Some analysts argue the company is overvalued, partly because most of its investors are retails investors, who tend to play up stocks. It was only in July last year that DoubleDragon managed to attract long-term institutional investors, and it may need to do more to improve its credibility with bigger funds.

The price is not warranted at this time,” said Richard Laneda, an analyst at COL Financial in Manila.

The company’s first-half net income rose 16 per cent to 144m pesos, as revenue jumped 15 per cent to 706m pesos. It is targeting net income of 4.8bn pesos by 2020.

DoubleDragon’s price-earnings multiple is 100, higher than those of SM Prime and Ayala Land, which are both trading around 30, noted Luis Limlingan, managing director of Regional Capital Development.

Mr. Sia said analysts should look beyond that metric. “Clearly, our investors are not looking at the ‘now’, they are looking at the next five, 10 or maybe 15-year horizon.”

Anton Alfonso, an analyst at RCBC Securities, warned that Visayas’ and Mindanao’s under-developed infrastructure could hamper DoubleDragon’s mall network build-up. Convenience store chains looking to expand there have faced similar challenges.

Despite some delays in branch openings, Mr. Sia said the company was confident it would meet its targets. “We should be able to announce the next phase of our business in the next few years,” he said, adding that DoubleDragon is open to overseas opportunities as well.

To be sure, DoubleDragon has the Philippines’ consumption-driven growth going for it. Consumption generates two-thirds of the country’s gross domestic product, and projections indicate the economy should keep expanding by an average of over 6 per cent for the next six years on the back of steady remittances from overseas Filipino workers and a growing business process outsourcing industry.

Mr. Sia is hardly the only new-generation entrepreneur looking to ride this wave. Steve Benitez, from the central Philippines island of Cebu, hopes to turn his Bo’s Coffee chain into the world’s next Starbucks. It currently has 60 domestics branches. Ben Chan, another self-made entrepreneur, is building an apparel company, Bench and is taking it into other Southeast Asian countries and China.

Then there are the heirs who are taking the reins of their family business. In 2015, Puregold Price Club appointed the son of founder Lucio Co, Ferdinand Vincent, as chief executive, Puregold’s parent company, Cosco Capital, plans to compete with Mr. Sia in the community mall segment.

Mr. Sia believes the completion of the 100 CityMalls is just the beginning of his news empire --- and a rock-solid foundation. “Once we complete that, our presence will be powerful, and the confidence in our company will be higher.”
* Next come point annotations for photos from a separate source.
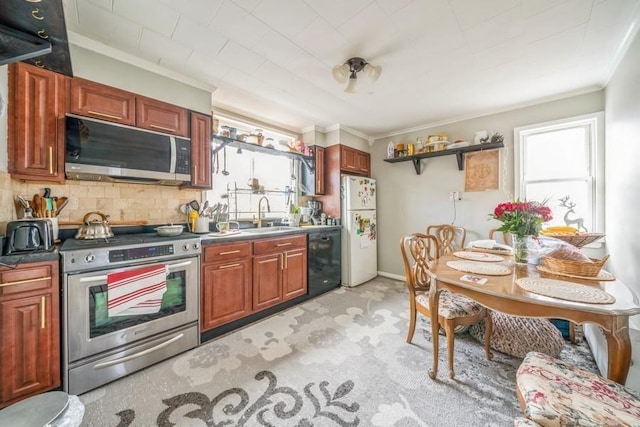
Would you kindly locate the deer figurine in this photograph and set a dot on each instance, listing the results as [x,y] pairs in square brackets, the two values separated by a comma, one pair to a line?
[578,222]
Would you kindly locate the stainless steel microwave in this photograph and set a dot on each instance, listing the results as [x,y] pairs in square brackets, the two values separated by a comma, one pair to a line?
[103,151]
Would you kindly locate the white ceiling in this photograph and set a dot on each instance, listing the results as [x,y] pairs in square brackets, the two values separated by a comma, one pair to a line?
[442,60]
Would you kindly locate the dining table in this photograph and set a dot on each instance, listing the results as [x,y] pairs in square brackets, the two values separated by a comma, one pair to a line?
[531,290]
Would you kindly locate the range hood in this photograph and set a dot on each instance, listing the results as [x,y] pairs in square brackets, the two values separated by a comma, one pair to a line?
[34,31]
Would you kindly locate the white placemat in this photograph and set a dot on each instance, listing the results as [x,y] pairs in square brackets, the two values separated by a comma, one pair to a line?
[565,290]
[478,256]
[479,268]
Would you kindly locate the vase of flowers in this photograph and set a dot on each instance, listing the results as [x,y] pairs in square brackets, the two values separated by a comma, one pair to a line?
[521,219]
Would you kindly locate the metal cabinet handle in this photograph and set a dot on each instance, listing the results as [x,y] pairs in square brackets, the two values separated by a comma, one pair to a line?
[50,160]
[110,116]
[43,312]
[162,128]
[21,282]
[229,252]
[228,266]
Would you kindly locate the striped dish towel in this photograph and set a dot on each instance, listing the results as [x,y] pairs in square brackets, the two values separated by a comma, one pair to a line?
[136,292]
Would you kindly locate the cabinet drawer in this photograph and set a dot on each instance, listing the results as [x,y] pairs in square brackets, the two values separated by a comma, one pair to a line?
[27,279]
[279,244]
[227,251]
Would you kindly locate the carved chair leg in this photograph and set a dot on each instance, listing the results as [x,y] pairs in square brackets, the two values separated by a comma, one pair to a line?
[412,320]
[449,330]
[572,332]
[488,331]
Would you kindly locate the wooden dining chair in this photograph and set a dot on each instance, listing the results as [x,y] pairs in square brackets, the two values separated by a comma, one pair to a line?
[450,237]
[419,251]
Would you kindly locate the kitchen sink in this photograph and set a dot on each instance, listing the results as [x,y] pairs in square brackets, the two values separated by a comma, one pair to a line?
[270,230]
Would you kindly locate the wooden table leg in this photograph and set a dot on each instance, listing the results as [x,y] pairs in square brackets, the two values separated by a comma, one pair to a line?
[434,300]
[618,349]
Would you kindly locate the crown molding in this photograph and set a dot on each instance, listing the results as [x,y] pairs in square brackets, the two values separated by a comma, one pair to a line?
[97,47]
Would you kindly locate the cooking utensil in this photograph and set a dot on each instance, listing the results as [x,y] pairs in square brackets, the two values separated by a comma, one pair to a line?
[169,230]
[60,204]
[38,206]
[225,172]
[204,207]
[95,229]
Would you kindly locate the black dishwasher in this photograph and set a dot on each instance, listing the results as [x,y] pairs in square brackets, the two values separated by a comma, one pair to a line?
[324,261]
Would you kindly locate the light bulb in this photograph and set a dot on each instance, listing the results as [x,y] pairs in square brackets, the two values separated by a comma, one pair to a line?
[373,72]
[341,72]
[352,87]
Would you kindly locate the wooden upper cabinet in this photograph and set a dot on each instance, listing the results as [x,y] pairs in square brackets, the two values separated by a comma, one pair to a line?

In Southeast Asia huge family businesses, conglomerates and state-owned companies still dominate the region’s economies. While it remains to be seen whether Mr. Sia will accomplish his ambitions, the new-generation entrepreneurs will be key in taking the region to its next stage of growth.
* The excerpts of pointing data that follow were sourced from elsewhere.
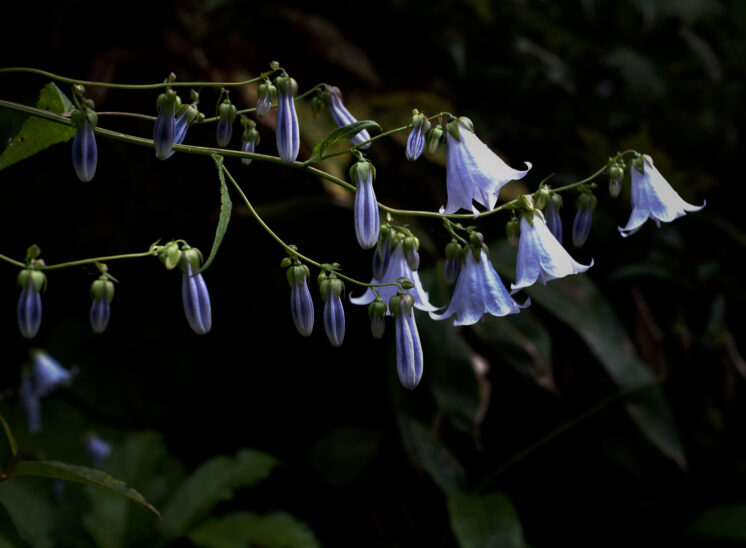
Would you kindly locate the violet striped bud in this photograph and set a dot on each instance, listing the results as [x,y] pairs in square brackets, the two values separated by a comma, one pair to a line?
[249,138]
[377,315]
[265,95]
[301,304]
[102,291]
[85,152]
[331,289]
[288,133]
[581,226]
[194,292]
[164,131]
[416,141]
[408,346]
[32,282]
[552,216]
[227,115]
[367,221]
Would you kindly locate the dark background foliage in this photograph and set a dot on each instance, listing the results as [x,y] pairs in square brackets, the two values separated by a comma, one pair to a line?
[561,84]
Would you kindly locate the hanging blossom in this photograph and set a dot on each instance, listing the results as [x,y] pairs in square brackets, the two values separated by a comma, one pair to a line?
[652,197]
[473,171]
[396,268]
[540,256]
[479,291]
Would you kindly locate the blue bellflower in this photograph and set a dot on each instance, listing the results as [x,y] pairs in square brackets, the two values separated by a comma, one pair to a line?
[397,267]
[408,345]
[196,300]
[288,133]
[540,256]
[652,198]
[474,172]
[479,291]
[342,117]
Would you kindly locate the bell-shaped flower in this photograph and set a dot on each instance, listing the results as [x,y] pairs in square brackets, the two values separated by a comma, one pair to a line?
[287,131]
[540,256]
[48,375]
[301,304]
[367,221]
[342,117]
[479,291]
[408,346]
[397,269]
[85,152]
[652,197]
[473,171]
[194,293]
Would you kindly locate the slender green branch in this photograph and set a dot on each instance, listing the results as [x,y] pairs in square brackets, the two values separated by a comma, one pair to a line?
[111,85]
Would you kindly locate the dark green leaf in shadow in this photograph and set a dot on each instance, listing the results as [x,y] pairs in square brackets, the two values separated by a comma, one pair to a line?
[212,482]
[426,451]
[485,521]
[343,454]
[37,133]
[275,530]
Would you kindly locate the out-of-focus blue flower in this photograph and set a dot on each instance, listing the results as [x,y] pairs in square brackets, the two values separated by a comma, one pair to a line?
[473,171]
[334,315]
[29,303]
[652,197]
[288,133]
[30,402]
[97,450]
[301,304]
[540,256]
[408,346]
[367,221]
[416,140]
[48,375]
[85,152]
[397,268]
[342,117]
[479,291]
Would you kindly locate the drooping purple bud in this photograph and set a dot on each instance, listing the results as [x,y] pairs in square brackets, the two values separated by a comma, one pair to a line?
[288,133]
[85,152]
[367,221]
[196,300]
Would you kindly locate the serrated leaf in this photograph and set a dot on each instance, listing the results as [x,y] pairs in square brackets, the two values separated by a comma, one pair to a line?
[212,482]
[344,133]
[37,133]
[9,435]
[226,207]
[79,474]
[485,521]
[275,530]
[31,514]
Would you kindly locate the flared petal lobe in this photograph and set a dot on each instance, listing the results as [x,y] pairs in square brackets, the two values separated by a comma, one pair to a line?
[85,152]
[653,198]
[474,173]
[479,291]
[196,301]
[541,257]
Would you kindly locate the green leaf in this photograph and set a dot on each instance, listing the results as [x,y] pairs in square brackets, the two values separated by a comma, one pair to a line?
[9,435]
[37,133]
[275,530]
[79,474]
[579,303]
[212,482]
[485,521]
[425,450]
[344,133]
[31,514]
[226,206]
[726,523]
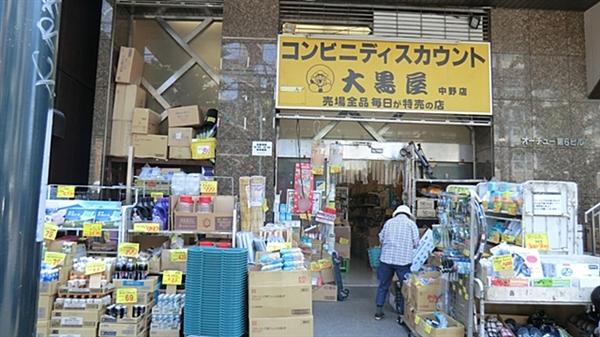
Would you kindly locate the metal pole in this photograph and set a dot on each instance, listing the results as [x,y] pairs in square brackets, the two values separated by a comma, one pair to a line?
[28,36]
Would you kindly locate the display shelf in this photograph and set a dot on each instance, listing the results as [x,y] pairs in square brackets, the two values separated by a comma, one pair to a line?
[164,162]
[170,232]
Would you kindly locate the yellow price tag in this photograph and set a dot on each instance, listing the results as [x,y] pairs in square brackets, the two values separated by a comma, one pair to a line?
[129,249]
[54,259]
[502,263]
[92,230]
[65,192]
[126,296]
[146,227]
[537,241]
[95,267]
[50,231]
[156,195]
[208,187]
[172,277]
[179,255]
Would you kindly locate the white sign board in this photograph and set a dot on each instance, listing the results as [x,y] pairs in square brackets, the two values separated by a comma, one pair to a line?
[262,149]
[548,204]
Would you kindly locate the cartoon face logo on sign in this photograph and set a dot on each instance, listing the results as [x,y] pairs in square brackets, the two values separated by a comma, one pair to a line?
[320,78]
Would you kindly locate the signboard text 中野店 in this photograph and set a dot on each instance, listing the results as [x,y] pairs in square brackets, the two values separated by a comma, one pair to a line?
[383,75]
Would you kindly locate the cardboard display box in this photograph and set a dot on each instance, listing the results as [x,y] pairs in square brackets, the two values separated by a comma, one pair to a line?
[189,115]
[180,152]
[326,292]
[298,326]
[181,137]
[150,146]
[130,66]
[127,98]
[454,329]
[120,138]
[167,264]
[145,121]
[280,294]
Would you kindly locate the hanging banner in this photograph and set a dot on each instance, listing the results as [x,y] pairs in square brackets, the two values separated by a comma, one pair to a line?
[333,73]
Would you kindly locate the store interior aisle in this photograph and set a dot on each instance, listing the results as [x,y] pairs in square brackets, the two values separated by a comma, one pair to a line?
[354,317]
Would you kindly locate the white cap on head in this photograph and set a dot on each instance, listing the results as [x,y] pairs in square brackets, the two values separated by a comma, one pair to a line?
[403,209]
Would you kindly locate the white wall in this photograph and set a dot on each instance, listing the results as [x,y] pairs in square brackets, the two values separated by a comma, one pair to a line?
[592,45]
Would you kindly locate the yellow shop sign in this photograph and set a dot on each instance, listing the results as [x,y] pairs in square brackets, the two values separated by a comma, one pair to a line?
[323,73]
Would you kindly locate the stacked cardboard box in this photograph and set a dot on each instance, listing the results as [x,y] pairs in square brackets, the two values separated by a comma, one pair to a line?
[280,304]
[128,96]
[182,121]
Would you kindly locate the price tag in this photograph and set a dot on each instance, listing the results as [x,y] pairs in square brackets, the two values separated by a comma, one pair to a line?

Timeline: Edgar Sia’s entrepreneurial journey

2003: Edgar “Injap” Sia, college dropout, opens first Mang Inasal (Mr. Barbeque) outlet in 250-sq meter space at car park of Robinsons mall in Iloilo, his home province in Central Philippines.

2005: Sia opens Mang Inasal for franchising, triggering its rapid expansion.
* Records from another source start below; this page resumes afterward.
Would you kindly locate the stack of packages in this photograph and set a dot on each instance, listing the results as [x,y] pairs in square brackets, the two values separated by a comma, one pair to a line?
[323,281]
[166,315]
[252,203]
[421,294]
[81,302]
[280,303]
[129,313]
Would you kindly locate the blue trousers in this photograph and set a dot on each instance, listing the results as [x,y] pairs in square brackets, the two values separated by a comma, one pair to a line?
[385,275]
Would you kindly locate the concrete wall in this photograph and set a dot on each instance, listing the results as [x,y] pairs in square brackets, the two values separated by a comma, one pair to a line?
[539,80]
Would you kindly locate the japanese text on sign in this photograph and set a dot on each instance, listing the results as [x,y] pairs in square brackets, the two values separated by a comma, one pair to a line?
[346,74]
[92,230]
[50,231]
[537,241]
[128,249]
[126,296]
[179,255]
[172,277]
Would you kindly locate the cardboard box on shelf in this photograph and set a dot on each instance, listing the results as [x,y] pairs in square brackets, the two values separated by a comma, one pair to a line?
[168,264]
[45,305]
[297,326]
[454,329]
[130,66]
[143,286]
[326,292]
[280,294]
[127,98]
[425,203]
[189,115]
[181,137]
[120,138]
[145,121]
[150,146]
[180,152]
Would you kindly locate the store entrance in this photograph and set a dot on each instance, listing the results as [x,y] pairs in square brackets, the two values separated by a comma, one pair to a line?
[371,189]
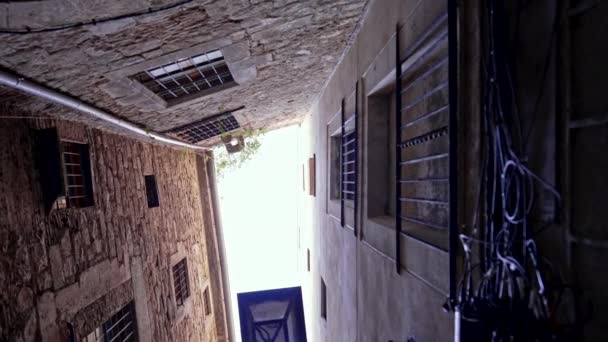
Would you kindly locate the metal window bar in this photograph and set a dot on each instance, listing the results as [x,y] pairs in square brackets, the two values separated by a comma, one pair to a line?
[74,174]
[180,280]
[420,51]
[349,171]
[342,164]
[348,161]
[356,147]
[121,327]
[181,81]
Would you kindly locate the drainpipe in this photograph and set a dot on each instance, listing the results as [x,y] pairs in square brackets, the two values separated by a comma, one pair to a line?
[220,245]
[13,81]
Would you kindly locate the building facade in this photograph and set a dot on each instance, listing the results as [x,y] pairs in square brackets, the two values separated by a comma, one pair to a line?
[384,258]
[122,249]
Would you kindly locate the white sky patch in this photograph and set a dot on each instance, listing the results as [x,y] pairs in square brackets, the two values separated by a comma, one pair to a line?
[259,208]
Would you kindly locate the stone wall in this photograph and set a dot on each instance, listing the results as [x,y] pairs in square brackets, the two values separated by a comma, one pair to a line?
[291,45]
[80,265]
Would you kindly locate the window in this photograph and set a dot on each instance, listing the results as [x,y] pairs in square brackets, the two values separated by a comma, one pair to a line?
[187,78]
[311,175]
[342,160]
[206,128]
[308,259]
[323,300]
[381,121]
[207,302]
[180,282]
[151,191]
[77,174]
[121,327]
[348,166]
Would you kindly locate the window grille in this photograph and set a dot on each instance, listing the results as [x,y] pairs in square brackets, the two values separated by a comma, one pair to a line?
[187,78]
[348,160]
[151,191]
[206,128]
[77,173]
[348,166]
[207,302]
[180,282]
[121,327]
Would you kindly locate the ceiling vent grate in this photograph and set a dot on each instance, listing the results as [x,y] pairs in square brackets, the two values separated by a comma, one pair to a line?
[207,128]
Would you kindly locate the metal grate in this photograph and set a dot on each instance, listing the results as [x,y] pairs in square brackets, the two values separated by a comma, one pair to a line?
[121,327]
[197,75]
[207,302]
[348,166]
[180,282]
[206,128]
[151,191]
[76,165]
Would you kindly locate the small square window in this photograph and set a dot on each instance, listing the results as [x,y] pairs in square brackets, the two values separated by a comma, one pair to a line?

2009: Mang Inasal branches break 100 mark.

2010: Fast-food giant Jollibee Foods buys 70% stake of Mang Inasal, Philippines’ fastest growing quick service restaurant then, for 3 billion pesos ($62.5 million at current rate)

2011: Sia relinquishes management control of Mang Inasal to Jollibee Foods.

2012: Sia, Jollibee Foods founder Ton Tan Caktiong discuss real estate joint venture; form DoubleDragon Properties

January 2014: DoubleDragon files for IPO to fund establishment of 100 community shopping centers.

February 2014: SM Group buys 34% stake in CityMall Commercial Centers, community mall arm of DoubleDragon.

April 2014: DoubleDragon debuts on Philippine Stock Exchange

April 2016: Jollibee Foods buys out Sia’s remaining 30% in Mang Inasal for 2billion pesos.

June 2016: Double Dragon secures 53 sites, announces opening of eight CityMalls.

2020: DoubleDragon eyes completion of 100 community shopping centers, mostly in Visayas, Mindanao, becoming Philippines’ biggest shopping center company by number of locations.